Nonostante l’enorme lavoro di sequenziamento sembra ancora impossibile prevedere il rischio genetico
LONDRA- Malattie della tiroide, celiachia, morbo di Crohn, psoriasi, sclerosi multipla e diabete di tipo 1: sono malattie diverse con una cosa in comune, la loro origine autoimmune. Sulle basi genetiche che portano alla loro insorgenza c’è ancora tanto da capire: la causa esatta è ancora sconosciuta e si crede possa essere il risultato di una complessa combinazione tra fattori genetici e ambientali. Per far luce su questo i ricercatori della Queen Mary, Università di Londra, hanno portato a termine il più grande studio di sequenziamento eseguito fino ad oggi in ambito medico immunologico (clicca qui per lo studio).
Le tecniche utilizzate fino ad oggi hanno ottenuto il risultato di identificare alcune varianti genetiche, comuni nella popolazione, che sarebbero associate all’insorgere di tali patologie ma con, di fatto, un debole legame (chiamate “varianti a debole effetto”). In questo ultimo studio, utilizzando tecniche di “high-throughput sequencing” (un team internazionale di scienziati ha sequenziato e cercato di identificare “nuove varianti rare a rischio potenzialmente elevato” tra 25 “geni rischio” precedentemente individuati in un campione di quasi 42.000 persone (24.892 con malattia autoimmune e 17.019 controlli). I risultati ottenuti hanno suggerito che un piccolo numero di varianti rare di questi geni potrebbero essere una delle principali cause dell’ereditabilità delle 6 condizioni autoimmuni.

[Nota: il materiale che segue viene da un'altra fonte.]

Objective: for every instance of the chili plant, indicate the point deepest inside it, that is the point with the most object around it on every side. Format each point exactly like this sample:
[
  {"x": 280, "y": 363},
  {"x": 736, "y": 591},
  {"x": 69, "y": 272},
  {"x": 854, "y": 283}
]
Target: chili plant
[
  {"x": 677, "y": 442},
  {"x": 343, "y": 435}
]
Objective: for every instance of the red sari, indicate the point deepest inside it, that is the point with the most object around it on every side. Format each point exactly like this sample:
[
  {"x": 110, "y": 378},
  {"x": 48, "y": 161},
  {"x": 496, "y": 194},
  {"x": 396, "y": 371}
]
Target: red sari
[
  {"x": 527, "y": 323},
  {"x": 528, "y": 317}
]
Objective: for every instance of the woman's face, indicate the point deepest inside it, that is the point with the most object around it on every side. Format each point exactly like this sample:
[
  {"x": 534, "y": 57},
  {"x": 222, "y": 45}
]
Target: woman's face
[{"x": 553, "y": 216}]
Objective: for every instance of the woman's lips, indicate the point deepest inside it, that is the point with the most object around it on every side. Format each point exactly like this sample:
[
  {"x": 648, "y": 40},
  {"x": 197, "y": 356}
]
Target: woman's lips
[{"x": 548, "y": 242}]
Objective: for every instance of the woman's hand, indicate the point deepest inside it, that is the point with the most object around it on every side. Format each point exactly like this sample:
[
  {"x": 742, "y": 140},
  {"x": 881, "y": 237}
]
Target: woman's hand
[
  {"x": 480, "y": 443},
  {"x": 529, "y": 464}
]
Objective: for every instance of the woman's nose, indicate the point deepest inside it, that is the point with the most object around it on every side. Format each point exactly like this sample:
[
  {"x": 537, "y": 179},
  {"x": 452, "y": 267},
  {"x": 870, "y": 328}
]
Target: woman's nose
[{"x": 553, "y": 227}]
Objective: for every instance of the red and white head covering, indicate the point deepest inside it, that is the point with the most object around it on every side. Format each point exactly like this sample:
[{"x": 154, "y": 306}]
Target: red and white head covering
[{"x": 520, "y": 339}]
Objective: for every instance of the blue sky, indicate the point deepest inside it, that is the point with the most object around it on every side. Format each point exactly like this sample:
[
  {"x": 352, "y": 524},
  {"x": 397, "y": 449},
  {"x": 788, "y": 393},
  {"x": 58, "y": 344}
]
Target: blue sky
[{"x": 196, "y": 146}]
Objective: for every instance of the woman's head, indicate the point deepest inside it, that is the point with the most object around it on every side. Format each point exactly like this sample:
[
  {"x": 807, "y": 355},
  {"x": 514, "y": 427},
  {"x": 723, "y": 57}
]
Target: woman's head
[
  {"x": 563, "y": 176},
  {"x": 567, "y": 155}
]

Lo studio, pubblicato sulla rivista Nature, suggerisce che il rischio genetico di queste malattie coinvolge, molto più probabilmente, una complessa combinazione di centinaia di varianti genetiche a debole-effetto che sono comuni nella popolazione. Gli autori stimano, infatti, che le varianti rare di questi geni rischio (individuate dai ricercatori londinesi) rappresentano solo il 3% dell’ereditabilità di queste patologie che possono, invece, essere associate a varianti più deboli ma molto frequenti che vengono ereditate da entrambi i genitori. Per ogni malattia ci sarebbero, dunque, centinaia di tali varianti e il rischio genetico sarebbe collegato all’ereditarietà di queste varianti da entrambi i genitori con la conseguenza che è impossibile prevedere, con precisione, il rischio genetico di tali malattie autoimmuni in un individuo.
David van Heel, il professore che ha condotto lo studio, ha detto: "Questi risultati suggeriscono che il rischio per queste malattie autoimmuni non è dovuto ad alcune varianti genetiche ad alto rischio ma sembra piuttosto ascrivibile ad una selezione casuale di varianti genetiche comuni che dispongono di un debole effetto."

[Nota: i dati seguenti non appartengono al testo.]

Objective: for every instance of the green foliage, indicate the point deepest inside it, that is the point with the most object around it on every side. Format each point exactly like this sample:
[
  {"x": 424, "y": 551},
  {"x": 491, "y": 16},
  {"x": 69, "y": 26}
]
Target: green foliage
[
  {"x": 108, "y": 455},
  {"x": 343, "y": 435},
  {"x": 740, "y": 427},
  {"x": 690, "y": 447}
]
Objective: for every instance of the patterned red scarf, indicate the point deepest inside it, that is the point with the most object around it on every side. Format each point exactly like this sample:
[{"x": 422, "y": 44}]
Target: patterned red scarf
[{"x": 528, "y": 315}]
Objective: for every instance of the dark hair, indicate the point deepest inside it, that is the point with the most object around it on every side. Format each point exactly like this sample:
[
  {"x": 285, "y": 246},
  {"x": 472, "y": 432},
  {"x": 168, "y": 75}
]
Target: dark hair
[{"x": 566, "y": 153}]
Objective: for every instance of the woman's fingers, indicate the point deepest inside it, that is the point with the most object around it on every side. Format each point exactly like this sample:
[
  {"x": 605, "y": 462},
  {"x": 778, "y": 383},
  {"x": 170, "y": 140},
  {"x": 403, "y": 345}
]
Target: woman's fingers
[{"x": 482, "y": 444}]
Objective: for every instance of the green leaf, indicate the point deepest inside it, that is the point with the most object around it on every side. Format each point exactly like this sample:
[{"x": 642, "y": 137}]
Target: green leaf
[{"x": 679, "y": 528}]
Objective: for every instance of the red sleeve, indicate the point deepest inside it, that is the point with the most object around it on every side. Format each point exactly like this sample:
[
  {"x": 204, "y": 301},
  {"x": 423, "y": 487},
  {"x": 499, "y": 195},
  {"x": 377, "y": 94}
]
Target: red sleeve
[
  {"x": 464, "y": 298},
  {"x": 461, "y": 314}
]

I risultati ottenuti dallo studio non forniscono, comunque, importanti indicazioni riguardanti le basi biologiche di queste condizioni autoimmuni e nemmeno circa le vie coinvolte, di conseguenza non è possibile identificare nuovi bersagli farmacologici.

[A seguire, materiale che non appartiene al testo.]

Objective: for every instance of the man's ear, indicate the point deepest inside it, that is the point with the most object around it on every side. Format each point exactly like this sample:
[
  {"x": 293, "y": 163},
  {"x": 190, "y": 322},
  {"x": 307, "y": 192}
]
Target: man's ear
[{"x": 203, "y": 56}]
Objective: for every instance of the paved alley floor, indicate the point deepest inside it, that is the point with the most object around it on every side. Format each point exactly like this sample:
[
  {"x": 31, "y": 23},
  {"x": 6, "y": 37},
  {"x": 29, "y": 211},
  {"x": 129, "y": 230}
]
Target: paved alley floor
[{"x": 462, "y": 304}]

Il professor Richard Trembath, co-autore dello studio, ha dichiarato: "I risultati ottenuti inducono ad una nuova valutazione circa l’architettura genetica che determina il rischio di sviluppare questi disordini autoimmuni comuni e alimenterà in futuro un’attenta valutazione di alcune regioni del genoma umano, oltre quelle attualmente note, al fine di conferire suscettibilità a queste importanti condizioni mediche".